Memory-Augmented LMs. Efforts to improve long-range coherence include retrieval-augmented methods (e.g., kNN-LMs (Khandelwal et al., 2019), RAG (Lewis et al., 2020)). However, these approaches prioritize access over structure, yielding unorganized and task-agnostic recall. Other studies (Chan et al., 2022) reveal that in-context learning reflects dataset distributional artifacts more than principled reasoning. We address this by introducing a symbolic short-term schema that encodes context persistently and interprets it adaptively across dialogue turns.
Fuzzy Reasoning. Human reasoning is inherently graded and context-sensitive. Fuzzy logic (Zadeh, 1994) models this uncertainty and has seen successful use in fuzzy trees (Ishibuchi and Nakashima, 2002), hesitant sets (Torra, 2010), and linguistic evaluations (Herrera-Viedma et al., 2021). Most prompting pipelines, however, reduce ambiguity to binary outcomes. Our fuzzy scaffolding strategy enables graded feedback and dynamic modulation of instructional support, closely mirroring human-like pedagogical reasoning.

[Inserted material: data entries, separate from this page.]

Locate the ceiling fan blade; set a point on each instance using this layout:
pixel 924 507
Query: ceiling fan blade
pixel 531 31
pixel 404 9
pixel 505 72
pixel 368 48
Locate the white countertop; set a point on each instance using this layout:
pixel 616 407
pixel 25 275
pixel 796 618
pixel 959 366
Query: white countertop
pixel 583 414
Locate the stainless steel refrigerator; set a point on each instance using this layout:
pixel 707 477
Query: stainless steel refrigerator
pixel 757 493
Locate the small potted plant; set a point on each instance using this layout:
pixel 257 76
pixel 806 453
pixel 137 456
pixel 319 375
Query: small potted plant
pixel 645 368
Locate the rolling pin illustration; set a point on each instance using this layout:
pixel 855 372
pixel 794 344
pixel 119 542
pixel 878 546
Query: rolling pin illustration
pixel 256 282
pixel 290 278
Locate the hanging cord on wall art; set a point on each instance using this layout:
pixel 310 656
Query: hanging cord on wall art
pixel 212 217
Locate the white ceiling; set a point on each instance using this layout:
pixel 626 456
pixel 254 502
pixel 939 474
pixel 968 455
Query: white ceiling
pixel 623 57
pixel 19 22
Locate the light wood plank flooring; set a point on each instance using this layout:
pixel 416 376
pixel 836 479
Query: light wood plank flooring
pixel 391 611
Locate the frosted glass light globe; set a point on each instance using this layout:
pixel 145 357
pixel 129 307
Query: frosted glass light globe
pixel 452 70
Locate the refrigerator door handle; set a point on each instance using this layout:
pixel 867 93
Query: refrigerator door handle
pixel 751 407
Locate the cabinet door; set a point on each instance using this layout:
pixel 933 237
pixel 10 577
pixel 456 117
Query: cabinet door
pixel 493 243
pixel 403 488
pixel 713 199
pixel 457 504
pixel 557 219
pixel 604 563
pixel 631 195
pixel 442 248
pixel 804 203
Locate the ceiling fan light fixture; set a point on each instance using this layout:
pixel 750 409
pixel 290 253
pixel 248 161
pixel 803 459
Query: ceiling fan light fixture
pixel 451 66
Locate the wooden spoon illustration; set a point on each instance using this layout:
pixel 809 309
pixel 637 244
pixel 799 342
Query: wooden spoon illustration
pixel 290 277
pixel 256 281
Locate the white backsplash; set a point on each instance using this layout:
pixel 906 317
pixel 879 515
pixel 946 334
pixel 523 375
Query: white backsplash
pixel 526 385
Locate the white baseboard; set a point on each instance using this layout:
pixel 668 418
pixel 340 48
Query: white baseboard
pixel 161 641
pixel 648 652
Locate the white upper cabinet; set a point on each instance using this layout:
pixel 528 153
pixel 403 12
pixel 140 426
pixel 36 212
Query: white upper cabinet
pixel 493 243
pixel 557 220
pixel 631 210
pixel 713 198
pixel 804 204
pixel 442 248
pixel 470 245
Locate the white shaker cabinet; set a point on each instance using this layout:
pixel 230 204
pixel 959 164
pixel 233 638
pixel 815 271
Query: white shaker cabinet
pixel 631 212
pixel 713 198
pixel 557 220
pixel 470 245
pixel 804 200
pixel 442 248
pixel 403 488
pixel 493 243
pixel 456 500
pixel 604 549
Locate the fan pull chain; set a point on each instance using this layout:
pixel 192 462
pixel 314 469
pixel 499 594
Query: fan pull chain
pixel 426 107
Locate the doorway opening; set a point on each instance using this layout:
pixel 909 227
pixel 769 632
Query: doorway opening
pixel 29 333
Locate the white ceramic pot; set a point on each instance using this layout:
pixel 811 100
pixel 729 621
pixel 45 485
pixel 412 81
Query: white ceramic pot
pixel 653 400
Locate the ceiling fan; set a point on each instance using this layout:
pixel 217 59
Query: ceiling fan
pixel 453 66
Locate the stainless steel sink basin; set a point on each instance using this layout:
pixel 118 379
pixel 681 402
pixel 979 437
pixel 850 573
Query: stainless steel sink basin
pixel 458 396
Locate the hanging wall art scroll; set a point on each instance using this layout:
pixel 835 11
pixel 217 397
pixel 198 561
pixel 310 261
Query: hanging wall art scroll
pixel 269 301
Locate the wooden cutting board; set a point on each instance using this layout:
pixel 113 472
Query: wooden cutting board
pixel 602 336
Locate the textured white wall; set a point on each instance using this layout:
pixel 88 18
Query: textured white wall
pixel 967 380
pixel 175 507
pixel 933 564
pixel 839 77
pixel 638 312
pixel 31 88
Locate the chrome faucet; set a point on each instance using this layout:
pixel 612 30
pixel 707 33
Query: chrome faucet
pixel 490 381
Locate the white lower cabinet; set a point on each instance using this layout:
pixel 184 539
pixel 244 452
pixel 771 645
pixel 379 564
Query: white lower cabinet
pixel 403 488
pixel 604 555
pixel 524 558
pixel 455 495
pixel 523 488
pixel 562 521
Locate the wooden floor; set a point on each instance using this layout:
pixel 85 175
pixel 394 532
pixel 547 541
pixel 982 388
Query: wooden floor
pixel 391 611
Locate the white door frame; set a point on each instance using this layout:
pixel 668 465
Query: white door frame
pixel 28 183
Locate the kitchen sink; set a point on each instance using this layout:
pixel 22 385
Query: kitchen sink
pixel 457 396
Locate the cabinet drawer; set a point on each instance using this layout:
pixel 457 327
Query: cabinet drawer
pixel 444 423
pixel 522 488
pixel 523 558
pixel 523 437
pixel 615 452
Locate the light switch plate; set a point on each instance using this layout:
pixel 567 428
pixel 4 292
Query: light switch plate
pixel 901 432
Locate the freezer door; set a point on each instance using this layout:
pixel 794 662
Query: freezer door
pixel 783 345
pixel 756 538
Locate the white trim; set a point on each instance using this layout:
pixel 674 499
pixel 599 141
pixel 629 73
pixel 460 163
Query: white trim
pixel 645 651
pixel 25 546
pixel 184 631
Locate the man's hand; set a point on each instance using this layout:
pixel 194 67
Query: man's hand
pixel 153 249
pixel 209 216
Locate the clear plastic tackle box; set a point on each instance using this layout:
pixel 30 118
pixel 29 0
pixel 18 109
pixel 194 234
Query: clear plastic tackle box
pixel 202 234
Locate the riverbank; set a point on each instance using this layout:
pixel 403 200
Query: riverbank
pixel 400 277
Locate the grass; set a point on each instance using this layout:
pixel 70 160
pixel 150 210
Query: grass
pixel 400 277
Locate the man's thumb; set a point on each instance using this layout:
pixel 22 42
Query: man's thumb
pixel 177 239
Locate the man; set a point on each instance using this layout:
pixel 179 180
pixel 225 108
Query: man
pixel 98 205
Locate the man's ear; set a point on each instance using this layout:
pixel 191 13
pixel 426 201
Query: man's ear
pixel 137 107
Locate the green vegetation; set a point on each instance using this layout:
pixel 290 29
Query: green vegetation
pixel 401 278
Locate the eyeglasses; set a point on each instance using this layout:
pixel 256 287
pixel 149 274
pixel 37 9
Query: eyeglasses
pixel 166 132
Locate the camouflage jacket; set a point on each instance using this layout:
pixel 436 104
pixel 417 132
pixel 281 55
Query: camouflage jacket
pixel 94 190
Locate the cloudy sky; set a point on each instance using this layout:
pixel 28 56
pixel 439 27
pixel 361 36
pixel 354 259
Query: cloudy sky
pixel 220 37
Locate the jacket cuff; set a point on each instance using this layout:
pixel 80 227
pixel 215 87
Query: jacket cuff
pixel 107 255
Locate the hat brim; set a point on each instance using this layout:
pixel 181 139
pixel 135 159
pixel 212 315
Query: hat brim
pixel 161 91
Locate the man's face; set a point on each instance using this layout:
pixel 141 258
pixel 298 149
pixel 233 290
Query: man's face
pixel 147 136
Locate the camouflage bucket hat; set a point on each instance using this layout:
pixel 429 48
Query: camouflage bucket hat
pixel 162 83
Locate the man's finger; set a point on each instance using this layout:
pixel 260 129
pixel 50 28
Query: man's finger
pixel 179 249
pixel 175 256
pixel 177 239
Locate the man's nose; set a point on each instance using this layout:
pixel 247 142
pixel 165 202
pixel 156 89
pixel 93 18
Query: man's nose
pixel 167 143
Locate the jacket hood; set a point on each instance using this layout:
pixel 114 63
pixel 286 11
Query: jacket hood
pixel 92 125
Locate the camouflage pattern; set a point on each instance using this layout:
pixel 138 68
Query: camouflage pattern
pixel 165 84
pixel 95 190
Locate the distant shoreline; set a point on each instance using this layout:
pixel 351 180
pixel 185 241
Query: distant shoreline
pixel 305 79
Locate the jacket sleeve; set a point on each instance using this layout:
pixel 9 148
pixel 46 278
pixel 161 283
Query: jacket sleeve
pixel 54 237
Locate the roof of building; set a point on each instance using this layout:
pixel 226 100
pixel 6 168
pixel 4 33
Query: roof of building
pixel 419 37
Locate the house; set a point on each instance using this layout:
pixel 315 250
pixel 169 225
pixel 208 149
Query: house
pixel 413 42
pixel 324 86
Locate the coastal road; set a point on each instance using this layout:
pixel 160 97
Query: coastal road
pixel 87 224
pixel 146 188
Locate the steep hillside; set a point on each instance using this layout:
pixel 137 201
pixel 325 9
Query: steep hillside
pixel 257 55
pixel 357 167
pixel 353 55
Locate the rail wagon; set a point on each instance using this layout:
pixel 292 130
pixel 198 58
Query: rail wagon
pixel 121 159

Interpretability. Post-hoc methods (Lipton, 2017) often fail to reflect causal reasoning. We instead enable symbolic interpretability via schema-guided reasoning, modulating behavior through explicit, updatable controllers. Our approach aligns with compositional studies in synthetic agents (Okawa et al., 2023), extending them toward symbolic reasoning in LLMs.
Toward Operational Cognition in LLMs Prior work treats cognition as emergent or post-hoc. We propose an interface model: a symbolic control loop combining boundary prompts, fuzzy heuristic rules schema, and structured memory. This supports interpretability, session-level coherence, and dynamic adaptivity, hallmarks of cognitive control. Rather than probing black-box behavior, we design for it, embedding structure at inference time to produce interpretable, pedagogically grounded responses.
3 Problem Definition
LLMs often struggle to maintain context, adapt reasoning strategies, and handle uncertainty across multi-turn interactions. We propose a framework that introduces prompt-level inductive biases: structured, inference-time constraints that guide model behavior without modifying its underlying architecture. Particularly, we ask: how can an LLM (1) represent and update symbolic control states based on user behavior; (2) adapt its reasoning strategies (e.g., tone, scaffolding, vocabulary) to reflect learner understanding; and (3) preserve interpretability and coherence across dialogue turns (Figure 1).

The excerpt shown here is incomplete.